Whoa! Wait a minute. Not only is the app missing images of each auteur, but the information you’re trying to display is also cut off. You can’t just increase the cell size and call it a wrap because each piece of information and each image will be a different size. Your cell heights need to change dynamically, depending on each cell’s content.

Don’t panique! Self-sizing cells are très faciles — very easy.

Creating Self-Sizing Table View Cells

You’ll start by implementing dynamic cell heights in AuteurListViewController. To get dynamic cell heights working properly, create a custom table view cell, then set it up with Auto Layout constraints.

In the Project navigator, open AuteurTableViewCell.swift. Add the following property:

@IBOutlet weak var bioLabel: UILabel!

This is where the author’s bio information will be displayed.

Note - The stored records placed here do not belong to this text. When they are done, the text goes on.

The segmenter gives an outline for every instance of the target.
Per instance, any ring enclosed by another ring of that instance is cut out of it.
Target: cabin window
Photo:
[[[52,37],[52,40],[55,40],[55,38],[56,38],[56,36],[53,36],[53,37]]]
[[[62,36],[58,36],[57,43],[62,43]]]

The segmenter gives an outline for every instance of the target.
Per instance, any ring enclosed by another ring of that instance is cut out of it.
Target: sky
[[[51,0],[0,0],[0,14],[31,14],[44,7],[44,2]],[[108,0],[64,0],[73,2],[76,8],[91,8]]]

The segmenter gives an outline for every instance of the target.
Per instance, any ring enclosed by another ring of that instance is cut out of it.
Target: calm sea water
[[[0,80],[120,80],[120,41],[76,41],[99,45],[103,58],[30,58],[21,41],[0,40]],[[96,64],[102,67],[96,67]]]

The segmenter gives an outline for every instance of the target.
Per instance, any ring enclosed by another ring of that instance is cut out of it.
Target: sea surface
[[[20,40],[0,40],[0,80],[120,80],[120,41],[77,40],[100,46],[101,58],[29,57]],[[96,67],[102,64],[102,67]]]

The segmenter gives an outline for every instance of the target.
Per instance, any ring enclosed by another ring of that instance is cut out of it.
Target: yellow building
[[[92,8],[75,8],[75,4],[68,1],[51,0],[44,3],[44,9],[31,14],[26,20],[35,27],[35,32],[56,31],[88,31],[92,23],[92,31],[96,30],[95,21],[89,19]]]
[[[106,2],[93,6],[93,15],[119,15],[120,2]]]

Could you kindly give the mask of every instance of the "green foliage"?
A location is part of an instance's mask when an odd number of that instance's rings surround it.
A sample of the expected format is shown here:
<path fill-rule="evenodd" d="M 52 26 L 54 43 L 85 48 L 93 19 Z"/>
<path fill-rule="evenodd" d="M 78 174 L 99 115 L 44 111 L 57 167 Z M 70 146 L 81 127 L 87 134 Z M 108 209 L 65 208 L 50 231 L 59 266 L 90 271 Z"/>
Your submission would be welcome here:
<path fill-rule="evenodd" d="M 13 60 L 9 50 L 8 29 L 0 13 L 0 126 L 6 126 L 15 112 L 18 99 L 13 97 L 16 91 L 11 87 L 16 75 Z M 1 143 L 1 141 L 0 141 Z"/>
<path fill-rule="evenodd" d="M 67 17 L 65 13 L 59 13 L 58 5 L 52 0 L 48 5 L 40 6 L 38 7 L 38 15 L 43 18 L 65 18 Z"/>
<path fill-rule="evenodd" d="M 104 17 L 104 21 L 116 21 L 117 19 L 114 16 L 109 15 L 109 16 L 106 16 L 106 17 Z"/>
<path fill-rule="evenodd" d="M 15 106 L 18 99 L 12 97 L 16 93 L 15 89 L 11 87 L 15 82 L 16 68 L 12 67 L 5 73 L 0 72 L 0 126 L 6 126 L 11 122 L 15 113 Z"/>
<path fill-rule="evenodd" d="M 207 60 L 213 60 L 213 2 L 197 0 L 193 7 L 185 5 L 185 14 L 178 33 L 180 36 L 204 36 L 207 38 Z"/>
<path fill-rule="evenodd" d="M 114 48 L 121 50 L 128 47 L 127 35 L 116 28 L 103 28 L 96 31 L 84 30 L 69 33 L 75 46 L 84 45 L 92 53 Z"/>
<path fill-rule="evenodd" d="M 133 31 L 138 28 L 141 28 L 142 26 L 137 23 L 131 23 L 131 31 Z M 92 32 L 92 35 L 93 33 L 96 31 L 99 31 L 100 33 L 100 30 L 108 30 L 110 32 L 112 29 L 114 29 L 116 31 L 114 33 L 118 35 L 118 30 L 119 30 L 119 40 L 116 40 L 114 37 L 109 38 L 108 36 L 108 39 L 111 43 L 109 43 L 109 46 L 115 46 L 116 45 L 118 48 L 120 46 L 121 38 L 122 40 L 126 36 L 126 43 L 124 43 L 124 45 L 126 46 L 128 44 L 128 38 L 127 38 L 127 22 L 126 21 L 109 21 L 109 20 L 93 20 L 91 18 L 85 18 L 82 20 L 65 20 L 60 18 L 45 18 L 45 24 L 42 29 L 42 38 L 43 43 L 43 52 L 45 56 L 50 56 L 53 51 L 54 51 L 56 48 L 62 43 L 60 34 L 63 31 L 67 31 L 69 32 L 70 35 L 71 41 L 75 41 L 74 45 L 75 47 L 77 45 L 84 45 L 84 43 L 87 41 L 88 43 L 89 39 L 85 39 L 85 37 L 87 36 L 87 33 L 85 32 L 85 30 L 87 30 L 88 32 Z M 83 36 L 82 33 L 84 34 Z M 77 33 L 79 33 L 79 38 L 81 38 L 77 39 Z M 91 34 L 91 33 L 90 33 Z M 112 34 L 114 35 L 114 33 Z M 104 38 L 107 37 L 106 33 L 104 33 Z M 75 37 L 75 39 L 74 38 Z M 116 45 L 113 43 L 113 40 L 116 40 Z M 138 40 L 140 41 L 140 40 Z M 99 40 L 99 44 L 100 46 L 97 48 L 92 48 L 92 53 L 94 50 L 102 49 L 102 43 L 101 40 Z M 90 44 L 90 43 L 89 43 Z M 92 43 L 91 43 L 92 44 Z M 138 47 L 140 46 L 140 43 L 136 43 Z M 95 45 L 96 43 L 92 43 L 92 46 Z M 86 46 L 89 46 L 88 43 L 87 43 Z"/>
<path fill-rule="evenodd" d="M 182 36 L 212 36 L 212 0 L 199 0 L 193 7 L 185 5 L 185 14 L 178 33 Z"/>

Next, open Main.storyboard. In the Auteurs Scene, select the AuteurCell in the table view. In the Identity inspector, set the class to AuteurTableViewCell:

Set AuteurTableViewCell class

Click the button above the storyboard layout to open the Library. Drag and drop a label into the cell. Set the text to Bio. Set the new label’s Lines property, which is the maximum number of lines the label can have, to 0 in the Attributes inspector.

When you’re done, it’ll look like this:

Add bio label to AuteurTableViewCell

Important: Setting the number of lines is very important for dynamically sized cells. A label with its number of lines set to 0 will grow based on how much text it shows. A label with its number of lines set to any other number will truncate the text once it’s out of available lines.

Next, you need to connect the bioLabel outlet of AuteurTableViewCell to the label on the cell. One quick way to do this is to right-click AuteurCell in the Document Outline. Then, click-drag from the outlet’s empty circle to to the corresponding Bio label:

Connect bioLabel outlet to the label on the AuteurTableViewCell

Adding Constraints to Each Subview

One way to get self-sizing views working with Auto Layout on a UITableViewCell is to pin the all edges of the subview. That means that each subview will have leading, top, trailing and bottom constraints. The intrinsic height of the subviews will then dictate the height of each cell. You’ll do this next.

Note: If you’re not familiar with Auto Layout, or if you’d like a refresher to understand how to set up Auto Layout constraints, look at our Auto Layout in iOS tutorial.

Select bioLabel. Click the Add New Constraints button at the bottom of your storyboard. In this menu, select the four red lines near the top of the dialog. Next, change the leading and trailing values to 8 and click Add 4 Constraints. It’ll look like this:

Add constraints to the bio label

This ensures that, no matter how big or small the cell may be, the bio label is always:

  • 0 points from the top and bottom margins.
  • 8 points from the leading and trailing margins.

Now that you’ve connected bioLabel to the top and bottom margins by 0 points, Auto Layout can determine the height of the cell!

Awesome, you’ve set up AuteurTableViewCell! Build and run. Now, you’ll see:

After running with Auto Layout, each row of the Auteurs list shows the name on top of the word Bio.

Yikes! That’s not right. Cut!

Before the cells can become dynamic, you need to write a bit of code. You’ll do that next.